Não podemos esquecer da indústria prestigiada por D. Pedro, nascendo firme e forte, tão forte que tem resistido aos impactos do falso progresso!

Podemos dizer que toda esta memória está adormecida, mas pronta a reagir à primeira solicitação. O povo é sensível. Basta provocá-lo com perguntas que a sensibilidade brota.

Eu, como Presidente do Instituto Histórico, no momento, lancei esse desafio a mim mesma, – o de sensibilizar toda a população para o valor de seu patrimônio -.

Nós do Instituto Histórico pretendemos ser a Memória da Cidade. Uma Memória que sabemos não anda bem, mas que medicada de acordo voltará a existir.

Somos um país novo e uma cidade mais nova ainda. Mas nascemos em berço de ouro, em berço coroado com a coroa do nosso querido Imperador D. Pedro II.

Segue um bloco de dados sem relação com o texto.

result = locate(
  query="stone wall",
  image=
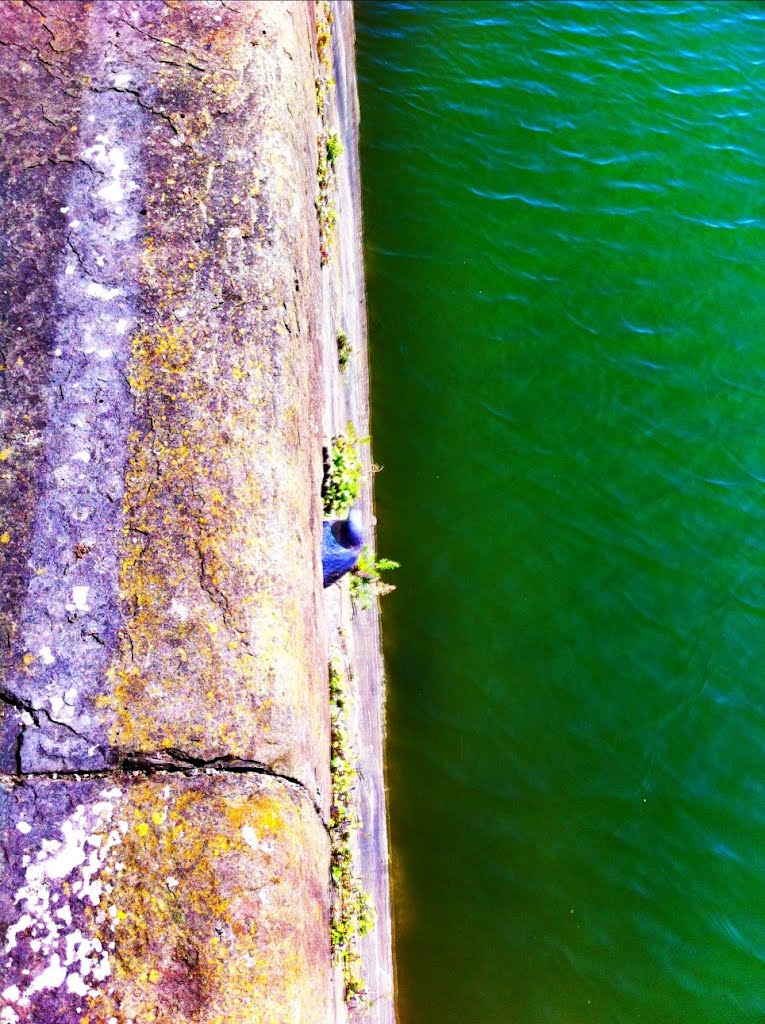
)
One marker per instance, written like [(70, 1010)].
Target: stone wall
[(163, 639)]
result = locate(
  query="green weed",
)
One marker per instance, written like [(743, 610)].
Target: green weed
[(335, 147), (344, 474), (366, 583), (343, 350), (352, 911)]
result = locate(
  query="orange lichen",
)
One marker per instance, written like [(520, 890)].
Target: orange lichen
[(205, 925)]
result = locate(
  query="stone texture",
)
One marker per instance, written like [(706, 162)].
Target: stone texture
[(168, 899), (160, 456)]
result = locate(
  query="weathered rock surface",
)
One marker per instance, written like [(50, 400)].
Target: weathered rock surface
[(163, 899), (160, 455), (161, 597)]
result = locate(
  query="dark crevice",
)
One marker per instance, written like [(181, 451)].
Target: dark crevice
[(169, 761)]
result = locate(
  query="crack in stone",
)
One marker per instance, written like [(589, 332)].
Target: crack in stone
[(140, 765)]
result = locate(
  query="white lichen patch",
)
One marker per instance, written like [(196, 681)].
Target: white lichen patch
[(46, 655), (89, 414), (97, 291), (69, 868)]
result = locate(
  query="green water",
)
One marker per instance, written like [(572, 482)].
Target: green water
[(564, 230)]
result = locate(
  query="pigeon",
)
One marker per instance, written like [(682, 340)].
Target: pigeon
[(341, 545)]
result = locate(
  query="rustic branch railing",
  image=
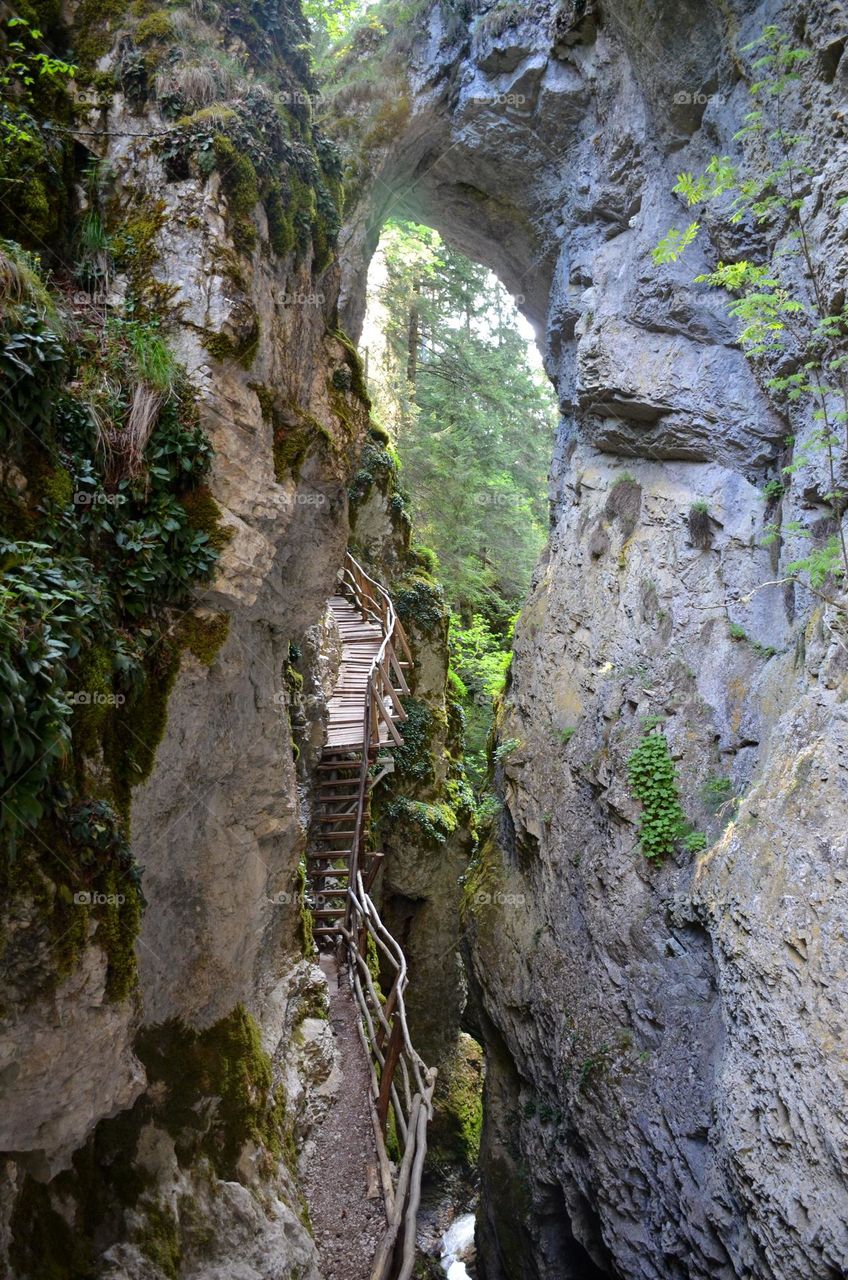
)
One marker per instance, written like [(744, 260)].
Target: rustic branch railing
[(401, 1083), (386, 685), (401, 1086)]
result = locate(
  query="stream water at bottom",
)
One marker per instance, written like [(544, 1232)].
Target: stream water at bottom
[(457, 1247)]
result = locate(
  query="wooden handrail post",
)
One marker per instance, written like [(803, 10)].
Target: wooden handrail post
[(387, 1075)]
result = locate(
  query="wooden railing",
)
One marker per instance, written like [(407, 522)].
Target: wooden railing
[(386, 686), (401, 1084)]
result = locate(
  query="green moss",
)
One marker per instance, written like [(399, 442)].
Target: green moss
[(95, 26), (206, 517), (227, 1063), (133, 736), (434, 822), (295, 440), (241, 187), (388, 123), (204, 635), (306, 919), (457, 1120), (241, 350), (118, 927), (267, 397), (42, 1243), (415, 758), (156, 26), (135, 250), (94, 690), (159, 1239), (422, 602), (58, 487), (358, 373)]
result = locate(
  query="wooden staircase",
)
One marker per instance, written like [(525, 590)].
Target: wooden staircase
[(365, 711)]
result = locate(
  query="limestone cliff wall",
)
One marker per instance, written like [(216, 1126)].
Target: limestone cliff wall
[(665, 1045), (133, 1150)]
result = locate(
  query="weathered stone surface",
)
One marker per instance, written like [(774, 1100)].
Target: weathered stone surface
[(77, 1046), (665, 1091)]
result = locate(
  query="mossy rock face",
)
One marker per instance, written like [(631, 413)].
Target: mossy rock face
[(227, 1063), (213, 1092), (624, 503), (242, 343), (135, 735), (457, 1120), (159, 1239), (420, 602), (155, 27), (94, 698), (206, 517), (42, 1244), (204, 635)]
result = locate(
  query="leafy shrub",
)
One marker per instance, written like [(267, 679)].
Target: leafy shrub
[(653, 782)]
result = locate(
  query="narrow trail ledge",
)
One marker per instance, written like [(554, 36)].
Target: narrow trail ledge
[(342, 1184)]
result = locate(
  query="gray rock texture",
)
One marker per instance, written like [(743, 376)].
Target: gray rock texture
[(665, 1043)]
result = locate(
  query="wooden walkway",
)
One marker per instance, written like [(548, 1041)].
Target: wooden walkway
[(361, 643), (365, 711)]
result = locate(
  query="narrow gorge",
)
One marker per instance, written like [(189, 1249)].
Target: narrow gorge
[(616, 869)]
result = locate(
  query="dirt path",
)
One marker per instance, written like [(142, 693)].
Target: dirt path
[(342, 1182)]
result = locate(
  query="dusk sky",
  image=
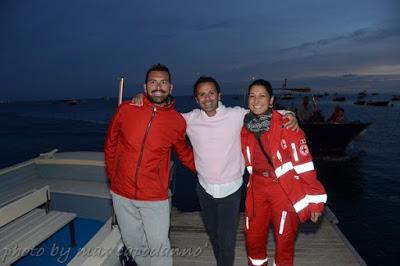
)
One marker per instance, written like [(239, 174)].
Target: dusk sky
[(55, 49)]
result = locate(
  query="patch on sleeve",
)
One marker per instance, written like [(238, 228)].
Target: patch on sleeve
[(283, 144), (304, 150)]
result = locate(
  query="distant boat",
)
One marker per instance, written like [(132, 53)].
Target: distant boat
[(339, 99), (378, 103), (362, 94), (396, 98), (296, 89), (286, 97), (331, 138), (72, 101), (360, 102)]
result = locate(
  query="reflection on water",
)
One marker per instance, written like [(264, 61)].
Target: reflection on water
[(342, 177)]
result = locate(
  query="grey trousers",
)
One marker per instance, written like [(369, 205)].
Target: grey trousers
[(221, 218), (144, 229)]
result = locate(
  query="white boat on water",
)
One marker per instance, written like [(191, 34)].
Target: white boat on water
[(78, 186)]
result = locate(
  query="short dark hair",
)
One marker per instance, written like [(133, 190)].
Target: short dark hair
[(158, 67), (204, 79), (260, 82)]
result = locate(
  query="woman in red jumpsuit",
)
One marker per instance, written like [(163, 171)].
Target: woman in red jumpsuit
[(283, 189)]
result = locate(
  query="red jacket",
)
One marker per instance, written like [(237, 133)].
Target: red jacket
[(292, 164), (138, 149)]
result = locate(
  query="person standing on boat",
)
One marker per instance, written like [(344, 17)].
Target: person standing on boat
[(338, 116), (214, 131), (305, 112), (137, 155), (282, 188)]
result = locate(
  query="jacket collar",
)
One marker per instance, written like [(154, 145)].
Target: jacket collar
[(220, 109)]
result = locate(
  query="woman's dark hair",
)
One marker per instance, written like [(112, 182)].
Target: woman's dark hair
[(204, 79), (260, 82), (158, 67)]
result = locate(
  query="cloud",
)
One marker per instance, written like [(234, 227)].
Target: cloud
[(359, 35)]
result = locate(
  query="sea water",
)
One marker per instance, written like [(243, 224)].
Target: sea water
[(363, 184)]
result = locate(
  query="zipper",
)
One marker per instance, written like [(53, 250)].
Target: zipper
[(142, 149)]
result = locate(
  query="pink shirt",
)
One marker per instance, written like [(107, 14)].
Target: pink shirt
[(216, 144)]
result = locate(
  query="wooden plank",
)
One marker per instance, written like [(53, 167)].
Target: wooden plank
[(319, 244), (24, 204), (28, 231)]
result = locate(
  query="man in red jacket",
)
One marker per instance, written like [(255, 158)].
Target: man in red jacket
[(137, 155)]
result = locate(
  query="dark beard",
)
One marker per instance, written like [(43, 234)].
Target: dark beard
[(157, 100)]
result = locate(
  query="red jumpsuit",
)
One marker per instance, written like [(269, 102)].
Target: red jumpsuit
[(283, 193)]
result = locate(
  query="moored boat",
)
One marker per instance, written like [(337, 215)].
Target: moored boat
[(78, 184), (359, 102), (328, 138), (339, 99), (378, 103)]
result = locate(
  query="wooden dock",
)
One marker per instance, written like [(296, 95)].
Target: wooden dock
[(320, 244)]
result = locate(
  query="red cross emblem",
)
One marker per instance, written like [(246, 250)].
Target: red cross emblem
[(304, 149), (283, 144)]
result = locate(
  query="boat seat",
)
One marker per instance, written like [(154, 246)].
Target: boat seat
[(26, 221)]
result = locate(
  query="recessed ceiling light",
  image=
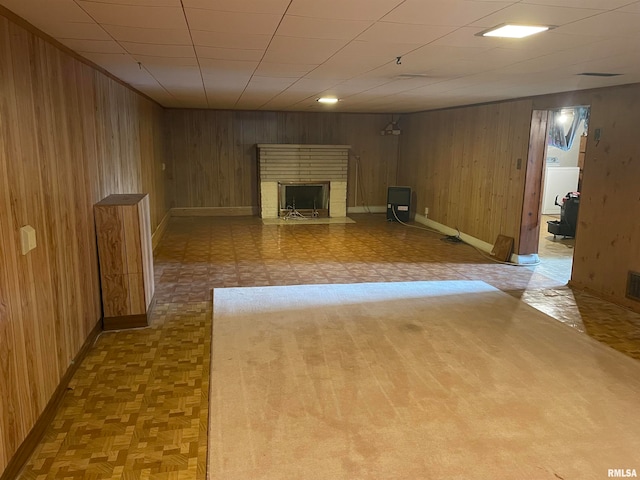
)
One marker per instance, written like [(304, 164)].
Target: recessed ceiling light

A proximidade do Rio, as condições climáticas e a escolha do Imperador – que fazia de Petrópolis o seu descanso e seu retiro cultural – ajudaram essa cidade a crescer dentro de parâmetros europeus. Caminhamos muito, em pouco tempo. Fomos a primeira das poucas cidades planejadas no Brasil. Temos uma arquitetura que sem ser barroca nem colonial é também de grande valia nas artes.

O urbanismo do Major Koeler é tecnicamente tão atual, que os próprios técnicos hoje, depois de estudá-lo cuidadosamente, concluíram que é a solução mais viável, mais espontânea, para a formação da cidade. Concluíram que crescer acompanhando o curso dos rios, preservar os morros sem escondê-los, para que sua vegetação proteja não só os mananciais de água, como purifique o ar e manter a estética da paisagem que eles emolduram continua sendo a solução ideal.

Não são difíceis nossas soluções. Basta refazer o que o Koeler programou. Hoje, com as facilidades do avanço da técnica e toda abertura para o progresso, falta-nos apenas aprender a coexistir com o passado, usando para isto a preservação. Já se disse que os verdadeiros homens de progresso são os que têm um respeito profundo pelas coisas do passado.

A nossa responsabilidade é grande, pois corresponde a nossa herança que foi enorme. Para nossa reflexão: em sã consciência, a Petrópolis que vamos entregar aos nossos filhos é a mesma que recebemos de nossos pais? Melhoramos essa Petrópolis ou a pioramos? Soubemos respeitar o que já é tradição, ou apenas ignoramos que ela existe?

Aos homens públicos aqui presentes, deixo essas perguntas. Que as respostas venham em forma de ação, pois urgentemente Petrópolis pede um Futuro para o seu passado.